Lerner has a long, and strong, history of working with diverse groups on a variety of projects, and is excited to bring those skills to the greater Monroe area to make it a better place.
“I wish to continue my work, learning about what is already being done and enhancing it, while also seeing what I might bring to the table to offer,” he said.
'Welcome the stranger, care for the stranger'
This holds especially true to his commitment to social action.
“In my first week here, I learned that Rabbi Rubenstein was leading a protest at the Middletown prison because it was being used as a temporary housing facility for ICE, and in my first sermon that Friday night, I urged those members that were interested to attend even though I was unable,” said Lerner. “I am very committed to social action, but feel strongly that it is a joint effort from me and the congregation. So much of what we do will depend on what we will decide.”
Causes like this are important to Lerner, who hopes they will be driven from the bottom and move up.
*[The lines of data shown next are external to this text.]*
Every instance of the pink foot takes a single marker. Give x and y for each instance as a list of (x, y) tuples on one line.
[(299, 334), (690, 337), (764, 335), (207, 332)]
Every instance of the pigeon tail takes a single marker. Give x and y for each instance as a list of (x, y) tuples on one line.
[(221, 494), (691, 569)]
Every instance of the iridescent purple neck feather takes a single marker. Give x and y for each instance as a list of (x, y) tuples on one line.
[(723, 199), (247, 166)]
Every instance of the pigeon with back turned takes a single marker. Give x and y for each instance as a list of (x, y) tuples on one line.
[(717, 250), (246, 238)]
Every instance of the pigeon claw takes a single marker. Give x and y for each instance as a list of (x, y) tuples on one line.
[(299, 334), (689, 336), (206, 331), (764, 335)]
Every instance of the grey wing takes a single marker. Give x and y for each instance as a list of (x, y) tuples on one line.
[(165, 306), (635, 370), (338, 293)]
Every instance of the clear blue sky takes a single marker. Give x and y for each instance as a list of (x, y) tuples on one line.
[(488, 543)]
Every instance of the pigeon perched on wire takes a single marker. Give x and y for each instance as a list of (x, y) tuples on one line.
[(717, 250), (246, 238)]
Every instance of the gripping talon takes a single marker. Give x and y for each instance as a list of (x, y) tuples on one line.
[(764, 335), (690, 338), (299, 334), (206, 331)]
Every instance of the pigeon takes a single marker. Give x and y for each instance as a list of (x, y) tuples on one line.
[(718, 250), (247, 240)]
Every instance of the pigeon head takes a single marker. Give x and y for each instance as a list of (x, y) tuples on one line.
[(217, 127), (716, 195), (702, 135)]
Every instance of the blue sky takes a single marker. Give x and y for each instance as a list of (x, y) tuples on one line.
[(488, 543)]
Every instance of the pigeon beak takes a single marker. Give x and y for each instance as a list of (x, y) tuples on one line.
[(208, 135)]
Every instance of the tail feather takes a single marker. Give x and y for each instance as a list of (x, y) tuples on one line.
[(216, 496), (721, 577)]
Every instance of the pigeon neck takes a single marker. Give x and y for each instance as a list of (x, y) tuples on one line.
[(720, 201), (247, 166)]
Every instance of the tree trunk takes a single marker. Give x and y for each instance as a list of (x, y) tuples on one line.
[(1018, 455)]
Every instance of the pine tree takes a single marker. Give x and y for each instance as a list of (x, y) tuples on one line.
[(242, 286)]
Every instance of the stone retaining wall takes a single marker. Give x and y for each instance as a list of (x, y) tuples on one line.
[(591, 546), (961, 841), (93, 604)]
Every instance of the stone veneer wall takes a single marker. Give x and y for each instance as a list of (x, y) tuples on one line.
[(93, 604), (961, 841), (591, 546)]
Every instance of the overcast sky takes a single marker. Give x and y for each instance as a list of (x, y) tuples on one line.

“When it comes to immigration, one of the things we are taught in the Bible is that we are supposed to ‘welcome the stranger,’ ‘care for the stranger’ and even ‘love the stranger,’” he said. “Undocumented immigrants are the epitome of the biblical stranger and we are not only failing them, but we are failing to live up to the basic principles of human rights, and the basic rule of law—we can do better and we ought to do better.”
This plays into one of Reform Judaism's cornerstones, “tikkun olam,” which means repairing the world.
“We don't believe that an individual messiah is coming to save us, rather that each of us plays a part in bringing about the idea of messianic redemption—that each of us, working together, can make this world better for all of us,” said Lerner.
As much as a temple serves its members and works to ensure that they are taken care of, Lerner plans to continue Monroe Temple's long history of serving the greater Monroe community.
“Whether it's regarding food insecurity, housing, defending the rights of the ‘strangers’ among us and so on,” he said. “Every day, I get to wake up and meet people from all walks of life, from young to wise in years, and serve, and that is my favorite part about being a rabbi.”
Opportunities for the greater community
In his new position, Lerner is most looking forward to meeting and talking with the members of the community. They have stories to tell and he wants to learn about who they are and how they got here so he can serve them better.
“In my opinion, another foundation of Judaism, and religion in general, is relationships,” he said. “This happens when we create opportunities for the greater community to get together and learn from one another about who they are and what they believe. We can do that, even when we disagree about even the most fundamental of issues.”
Lerner hopes to enhance the sense of community that Monroe already has and to continue the strong foundation of community that has been built. To him, the most rewarding thing about being a rabbi is when he can shine a light into darkness for people.
“When I can bring joy to the hearts of children, when I can inspire people to be more than they ever thought possible,” added Lerner, “when I can make a small difference in people's lives, making them better, then my heart truly soars.”
“The freedoms we have here in America are unique in history since, throughout time, religion has either led a country or been subservient to it, but in America, neither should be true and at the same time, religion's relevance is challenged."